On 16 March 2023, Amnesty International Organization published a report explaining how Israeli forces demolish homes with Hyundai CE excavators—not in Gaza, but in the West Bank, in Masafer Yatta. There has been an ongoing discussion on this matter, and Amnesty International Korea attempted to investigate this, questioning whether the Hyundai is truly complicit or aware of its destructive effect on the lives of a large percentage of the Palestinian population in Gaza and beyond. However, as highlighted by the United Nations’ ReliefWeb in a March 2025 report, Hyundai didn’t answer the questions posed by the Amnesty group in Korea, generally refusing the claims made against it and failing to face the evidence provided.

Hyundai is not alone; it is part of a network of companies that all function to damage. Specifically, there are other companies which are “profiting from the Gaza genocide,” according to the American Friends Service Committee (AFSC), as reported on its website. Among the companies listed by AFSC are the British multinational company BAE Systems and the American multinational corporation BOEING. Also on the list is the U.S. construction company Caterpillar Inc., which supplies the Israeli military with construction equipment like armored bulldozers and excavators.

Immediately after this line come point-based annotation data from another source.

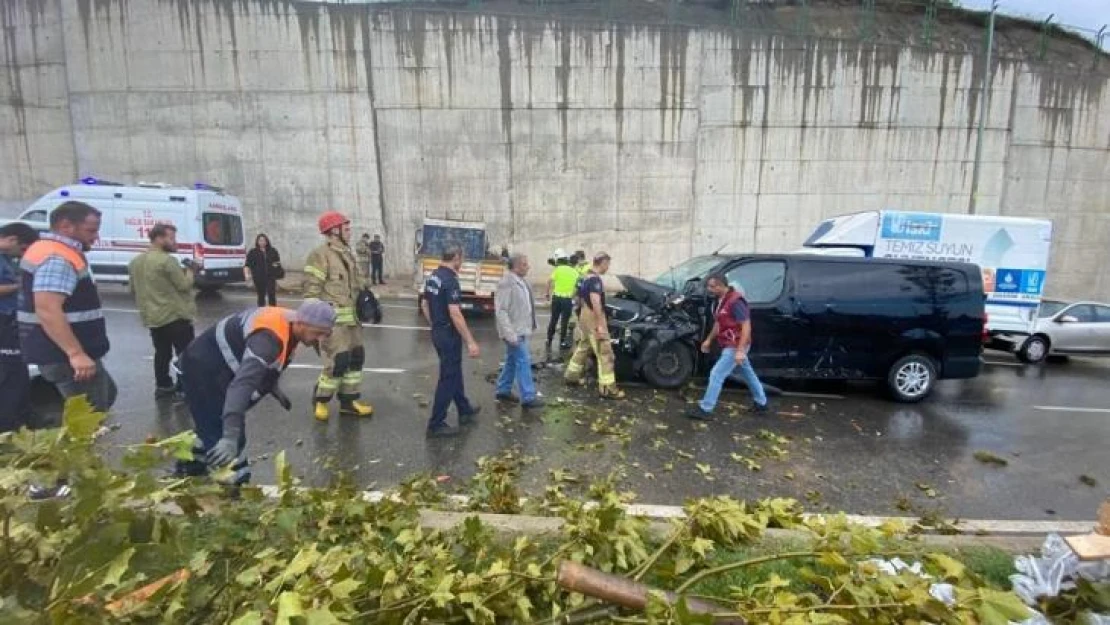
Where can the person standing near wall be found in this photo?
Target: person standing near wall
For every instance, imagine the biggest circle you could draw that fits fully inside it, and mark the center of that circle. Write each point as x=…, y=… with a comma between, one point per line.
x=442, y=308
x=561, y=289
x=362, y=251
x=164, y=295
x=14, y=382
x=732, y=329
x=376, y=260
x=61, y=324
x=594, y=333
x=332, y=274
x=264, y=270
x=516, y=321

In this Israeli war on Gaza, the private sector has participated in accelerating the destruction alongside the bombardment. Each company that participates in this violence commits a violation against the human being who lost her or his house in Gaza. The motivation of these companies is not necessarily pro-colonization or pro-Israel, but instead pro-profit: they aim to achieve the highest profit possible, all while their equipment is used to crush people’s bodies and destroy their houses. The continued open existence of the military-industrial complex informs us that war is a field of profit-making, where companies can provide logistics to destruction just as they are able to provide logistics to build and transfer the machines or equipment of construction. Many of their tools of construction can be tools for destruction at the same time!

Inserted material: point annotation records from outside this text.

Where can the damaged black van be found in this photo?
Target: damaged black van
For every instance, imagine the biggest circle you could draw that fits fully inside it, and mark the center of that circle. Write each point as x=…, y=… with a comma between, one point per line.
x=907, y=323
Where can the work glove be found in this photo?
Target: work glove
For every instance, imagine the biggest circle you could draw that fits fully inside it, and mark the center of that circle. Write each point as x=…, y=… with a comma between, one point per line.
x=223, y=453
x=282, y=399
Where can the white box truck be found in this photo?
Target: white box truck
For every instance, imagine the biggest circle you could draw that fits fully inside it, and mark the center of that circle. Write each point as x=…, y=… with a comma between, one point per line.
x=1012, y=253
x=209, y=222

To inform our understanding of the horrific complicity of private companies in war, we can look at how war is presented or considered as planned architecture. This architecture of destruction is a counterpart to the architecture of construction, just as construction is a counterpart to destruction. Among the strategies of this architecture of destruction are the large-scale murder and large-scale displacement of human beings, because to destroy basically means to displace. In Gaza, we have witnessed the quick transformation of the high buildings and well-constructed urban places into unlivable rubble and empty spaces. Probably, this is part of the military technique we refer to as architecture of destruction; the climax or ultimate goal of which is complete annihilation. Gaza is quickly moving towards this final stage, as indicated by the seemingly endless evidence of tons of rubble, destroyed water lines, asphalt streets that have been crushed into dust, and most devastatingly, the mangled bodies of those human beings slain in this process of destruction.

Some say that making a profit requires breaking rules. In reality, this is the fundamental problem with business in war. In war, the rules that are broken are the rules of ethics and humanity. Without breaking those rules, there is no possibility of achieving abnormal levels of profit. Simply put, if a company wants to outperform other companies, it must do what other companies are unwilling to do, which means violating the moral standards that most of us uphold. In today’s world, military violence is still among the legitimate means of making profit; it remains so until the people join in a revolutionary uproar, one that pushes to examine and question the moral rules underlying such collaboration in war.